Sébastien Rongier nous fait franchir la porte d'un café de Sens. Des instantanées de vie s'enchaînent sous nos yeux. Les clients, des inconnus comme tant d'autres, défilent de façon presque compulsive, rythmé par les mouvements de va-et-vient de la porte, le son du percolateur et les coups d'éponge sur les tables.
C'est un soir de 1978 comme un autre. La France porte encore les stigmates de la guerre d'Algérie, les actions du FLN et de l'OAS divisent toujours les esprits. La crise économique se profile, l'émancipation féminine en est à ses balbutiements.
Parfois, on s'attarde auprès de quelques clients. Un militant d'extrême droite, une amante désabusée, le survivant d'une ratonnade ... Mais surtout il y a cet enfant. Il est seul avec sa petite valise et sa menthe à l'eau. Celui qui l'accompagnait est parti sans prévenir. Le lecteur revient toujours vers l'enfant tandis que celui-ci regarde sans cesse en direction de la porte.
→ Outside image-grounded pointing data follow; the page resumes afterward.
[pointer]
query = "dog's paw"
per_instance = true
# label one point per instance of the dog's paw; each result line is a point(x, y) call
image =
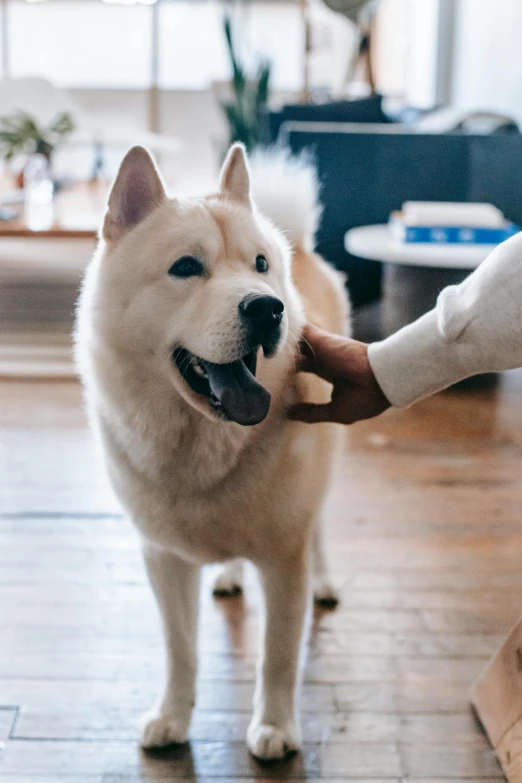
point(325, 594)
point(267, 743)
point(229, 581)
point(161, 729)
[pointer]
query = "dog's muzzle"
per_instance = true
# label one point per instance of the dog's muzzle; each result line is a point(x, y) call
point(261, 316)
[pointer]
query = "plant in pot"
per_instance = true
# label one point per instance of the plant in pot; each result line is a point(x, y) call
point(22, 134)
point(246, 111)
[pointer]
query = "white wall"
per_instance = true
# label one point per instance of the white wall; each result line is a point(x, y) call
point(488, 56)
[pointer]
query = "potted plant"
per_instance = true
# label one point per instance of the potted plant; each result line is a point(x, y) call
point(246, 111)
point(22, 134)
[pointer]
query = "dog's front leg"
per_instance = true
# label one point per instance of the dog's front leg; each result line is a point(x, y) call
point(274, 729)
point(176, 587)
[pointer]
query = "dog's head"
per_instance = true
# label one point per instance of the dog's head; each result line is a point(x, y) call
point(200, 288)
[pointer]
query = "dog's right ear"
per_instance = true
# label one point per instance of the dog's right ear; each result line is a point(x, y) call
point(137, 191)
Le choix de l'année 78 est particulièrement intéressant : on ressent bien cet "entre-deux". L'Histoire est marche : la population peine encore à assimiler les événements récents que déjà, elle sent naître le terreau de bouleversements notoires qui vont encore redessiner le paysage politique français.
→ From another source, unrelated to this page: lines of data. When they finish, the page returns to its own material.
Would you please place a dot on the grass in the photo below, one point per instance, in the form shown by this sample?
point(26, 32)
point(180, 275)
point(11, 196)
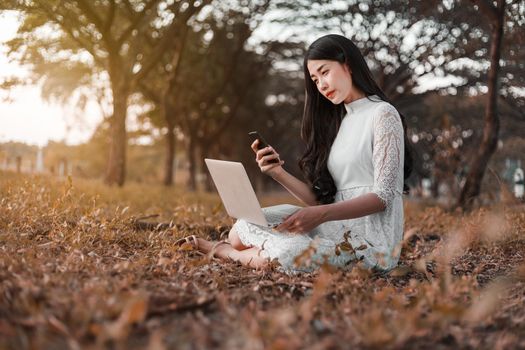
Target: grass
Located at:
point(76, 271)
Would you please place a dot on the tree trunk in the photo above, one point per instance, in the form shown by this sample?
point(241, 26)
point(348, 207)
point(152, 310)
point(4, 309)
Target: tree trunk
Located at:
point(489, 142)
point(116, 172)
point(170, 150)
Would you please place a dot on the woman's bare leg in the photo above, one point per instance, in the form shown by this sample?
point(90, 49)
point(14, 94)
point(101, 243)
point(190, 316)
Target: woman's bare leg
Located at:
point(235, 241)
point(248, 256)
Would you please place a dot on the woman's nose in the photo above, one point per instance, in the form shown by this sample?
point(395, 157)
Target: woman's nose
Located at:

Le moins que l'on puisse dire, c'est que Sébastien Rongier propose une voix littéraire singulière. Il fait le choix du lyrisme dans un récit politique en enchâssant des petits paragraphes esthétiques dans les courts chapitres.
Un projet intéressant mais qui m'a laissé de côté. L’esthétisme marqué et la trop grande alternance de personnages m'ont peu à peu détachée du récit.